The Perisphere had been a featureless orb, a pure and perfect thing that contained the soul of our engineered future. One year later, they overlaid the shadow of George Washington. As I said: faith in the future. Faith in the past.

This was ‘64 on the same site:

643

This is the site today. 

A Roman brought back to life today would nod: well, you and me both. It happens. And a practical Roman would not worry so much over monuments. There are other things that count. Columns in the Forum still stand.

So?

56 Responses to “Wednesday, Jan 28: Off to the Fair”

  • joe costa:

    Let Gaza do it. Who knows.

  • Amanda Albright Flynn:

    The Marcus Didius Falco books were always rather anachronistic, as other readers have pointed out. That was fine because that made them a bit more fun to a modern reader. Then, the ones with obvious parodies of daily tabloids just went to far. I expect her next book to have a Colloseum with a big tank and a gladiator jumping a shark.

  • Julia:

    I think fairs were successful because of the times. Now, we can go anywhere and see anything any time. Then, it was a lot more difficult to get around. There was more of a “wow” factor then.
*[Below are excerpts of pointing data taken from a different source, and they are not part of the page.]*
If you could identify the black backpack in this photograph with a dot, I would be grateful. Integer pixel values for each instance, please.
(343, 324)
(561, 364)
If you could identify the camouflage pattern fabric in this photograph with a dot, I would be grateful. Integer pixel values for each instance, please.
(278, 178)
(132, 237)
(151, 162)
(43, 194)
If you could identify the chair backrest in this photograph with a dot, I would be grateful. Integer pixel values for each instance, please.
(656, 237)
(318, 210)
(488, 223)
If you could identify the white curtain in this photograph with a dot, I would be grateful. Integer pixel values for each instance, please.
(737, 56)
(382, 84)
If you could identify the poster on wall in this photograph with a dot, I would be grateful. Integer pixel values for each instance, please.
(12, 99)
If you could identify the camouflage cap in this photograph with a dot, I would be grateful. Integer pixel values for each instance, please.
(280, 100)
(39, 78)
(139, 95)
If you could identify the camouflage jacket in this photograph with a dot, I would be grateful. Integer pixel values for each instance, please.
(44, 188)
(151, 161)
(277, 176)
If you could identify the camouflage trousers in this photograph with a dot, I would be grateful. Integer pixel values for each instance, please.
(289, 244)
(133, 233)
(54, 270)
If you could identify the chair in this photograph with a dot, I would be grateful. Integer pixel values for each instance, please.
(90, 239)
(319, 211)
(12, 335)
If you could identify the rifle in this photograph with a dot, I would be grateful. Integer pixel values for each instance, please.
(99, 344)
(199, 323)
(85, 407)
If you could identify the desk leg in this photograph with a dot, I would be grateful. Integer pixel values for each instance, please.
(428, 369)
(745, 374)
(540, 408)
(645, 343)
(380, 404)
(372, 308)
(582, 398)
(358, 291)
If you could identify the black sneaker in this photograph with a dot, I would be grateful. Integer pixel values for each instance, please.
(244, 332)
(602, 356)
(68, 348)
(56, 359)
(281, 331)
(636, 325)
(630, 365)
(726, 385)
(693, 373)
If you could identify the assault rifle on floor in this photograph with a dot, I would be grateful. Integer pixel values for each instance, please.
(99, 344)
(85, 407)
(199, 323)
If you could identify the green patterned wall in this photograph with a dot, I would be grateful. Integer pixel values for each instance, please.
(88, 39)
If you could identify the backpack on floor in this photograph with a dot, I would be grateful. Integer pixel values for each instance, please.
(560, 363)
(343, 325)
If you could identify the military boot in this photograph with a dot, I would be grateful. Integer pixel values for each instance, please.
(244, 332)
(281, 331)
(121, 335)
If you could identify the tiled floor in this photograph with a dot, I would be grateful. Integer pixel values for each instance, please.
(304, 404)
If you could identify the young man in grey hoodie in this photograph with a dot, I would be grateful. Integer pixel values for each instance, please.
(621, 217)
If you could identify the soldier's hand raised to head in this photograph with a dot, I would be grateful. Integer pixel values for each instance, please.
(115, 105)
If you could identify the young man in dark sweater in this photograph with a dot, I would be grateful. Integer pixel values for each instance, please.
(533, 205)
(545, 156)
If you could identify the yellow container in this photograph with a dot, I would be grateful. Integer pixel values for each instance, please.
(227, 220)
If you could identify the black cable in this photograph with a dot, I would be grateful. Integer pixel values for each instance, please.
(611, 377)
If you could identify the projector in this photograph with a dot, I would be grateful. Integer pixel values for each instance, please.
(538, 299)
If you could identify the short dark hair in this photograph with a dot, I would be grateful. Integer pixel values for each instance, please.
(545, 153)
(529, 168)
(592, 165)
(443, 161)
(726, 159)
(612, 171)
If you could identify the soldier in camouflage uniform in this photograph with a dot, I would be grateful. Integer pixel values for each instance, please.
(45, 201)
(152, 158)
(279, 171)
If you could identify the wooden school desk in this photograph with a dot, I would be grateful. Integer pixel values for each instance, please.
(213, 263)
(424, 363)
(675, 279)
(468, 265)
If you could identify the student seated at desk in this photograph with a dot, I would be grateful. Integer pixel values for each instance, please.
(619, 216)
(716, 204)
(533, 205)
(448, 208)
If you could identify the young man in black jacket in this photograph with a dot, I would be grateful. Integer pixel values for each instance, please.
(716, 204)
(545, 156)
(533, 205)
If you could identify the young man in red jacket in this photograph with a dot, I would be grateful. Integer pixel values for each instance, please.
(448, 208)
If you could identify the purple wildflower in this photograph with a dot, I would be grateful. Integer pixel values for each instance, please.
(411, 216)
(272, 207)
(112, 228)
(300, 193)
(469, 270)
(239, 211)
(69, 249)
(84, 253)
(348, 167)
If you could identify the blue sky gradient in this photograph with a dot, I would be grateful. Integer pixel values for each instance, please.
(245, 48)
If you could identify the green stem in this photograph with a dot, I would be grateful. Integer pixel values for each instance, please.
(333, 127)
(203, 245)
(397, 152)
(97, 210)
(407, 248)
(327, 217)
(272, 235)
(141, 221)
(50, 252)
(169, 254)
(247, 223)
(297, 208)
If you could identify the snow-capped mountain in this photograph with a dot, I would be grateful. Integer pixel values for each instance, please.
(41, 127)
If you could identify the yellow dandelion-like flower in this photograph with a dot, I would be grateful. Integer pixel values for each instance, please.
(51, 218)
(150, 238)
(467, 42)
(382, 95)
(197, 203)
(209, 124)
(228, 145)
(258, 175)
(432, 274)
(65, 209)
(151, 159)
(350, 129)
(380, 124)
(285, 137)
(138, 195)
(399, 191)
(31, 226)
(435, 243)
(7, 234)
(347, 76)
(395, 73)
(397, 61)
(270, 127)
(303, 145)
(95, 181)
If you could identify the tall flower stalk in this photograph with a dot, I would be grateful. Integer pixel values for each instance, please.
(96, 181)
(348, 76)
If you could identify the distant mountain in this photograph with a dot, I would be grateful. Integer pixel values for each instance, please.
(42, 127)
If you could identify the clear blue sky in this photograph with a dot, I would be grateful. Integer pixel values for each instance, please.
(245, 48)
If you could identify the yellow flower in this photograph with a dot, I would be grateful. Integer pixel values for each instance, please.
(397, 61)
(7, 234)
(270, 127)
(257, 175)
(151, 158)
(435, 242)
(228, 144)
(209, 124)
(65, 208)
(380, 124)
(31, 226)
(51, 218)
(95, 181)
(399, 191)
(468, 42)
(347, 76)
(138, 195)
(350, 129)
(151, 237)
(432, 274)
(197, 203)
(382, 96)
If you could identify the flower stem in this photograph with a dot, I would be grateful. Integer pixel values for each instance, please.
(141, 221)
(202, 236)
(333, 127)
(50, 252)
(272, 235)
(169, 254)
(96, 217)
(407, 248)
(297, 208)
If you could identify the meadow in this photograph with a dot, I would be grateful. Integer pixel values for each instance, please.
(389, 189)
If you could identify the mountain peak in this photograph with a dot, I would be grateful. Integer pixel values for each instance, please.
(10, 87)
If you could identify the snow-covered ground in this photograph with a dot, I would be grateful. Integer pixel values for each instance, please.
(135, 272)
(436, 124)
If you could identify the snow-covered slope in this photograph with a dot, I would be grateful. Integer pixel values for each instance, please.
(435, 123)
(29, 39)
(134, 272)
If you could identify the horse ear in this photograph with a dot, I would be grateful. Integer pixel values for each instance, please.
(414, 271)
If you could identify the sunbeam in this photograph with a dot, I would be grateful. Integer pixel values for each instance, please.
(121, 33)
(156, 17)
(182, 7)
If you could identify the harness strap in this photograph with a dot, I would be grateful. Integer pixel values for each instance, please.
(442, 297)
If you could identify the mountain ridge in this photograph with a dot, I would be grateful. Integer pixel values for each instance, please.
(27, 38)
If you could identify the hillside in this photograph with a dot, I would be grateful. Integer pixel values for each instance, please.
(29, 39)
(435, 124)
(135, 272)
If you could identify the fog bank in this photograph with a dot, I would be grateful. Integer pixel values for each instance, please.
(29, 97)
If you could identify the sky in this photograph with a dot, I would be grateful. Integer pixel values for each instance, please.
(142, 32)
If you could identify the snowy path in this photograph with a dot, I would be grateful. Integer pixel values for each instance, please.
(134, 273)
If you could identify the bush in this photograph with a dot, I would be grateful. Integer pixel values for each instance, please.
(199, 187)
    Apropos the Romans, when I was standing on the Pont du Gard last summer, I imagined bringing back the Roman engineer who had conceived and built it, to let him see that it was still standing and marvel that, if it had been maintained, it would still be working today, 2000 years after it was built. That’s amazing.

  • definitemaybe:

    I can’t find an entry for Steve Sailor under my local library catalog, wikipedia or amazon.com. Is there a website where I can find out more about these books. When I google his name I just get info on Steve Sailor a film reviewer for American Conservative, maybe this is the same guy but I don’t get any info on his Roman detective books. Does anyone have any info?

  • definitemaybe:

    Ok, found it IT’S SAYLOR, not Sailor. Wow I’m glad. This internet thing is neat when it works out.

  • Whenever I read these posts of yours with all the detail of old pictures and posters and scrapbooks, it makes me want to dash about with my camera taking lots of pictures, create a scrapbook, shove it in a closet, and “will it” to any yet to be born grandchildren. Then I start to wonder if they’d even care. LOL. But I may just do it anyway.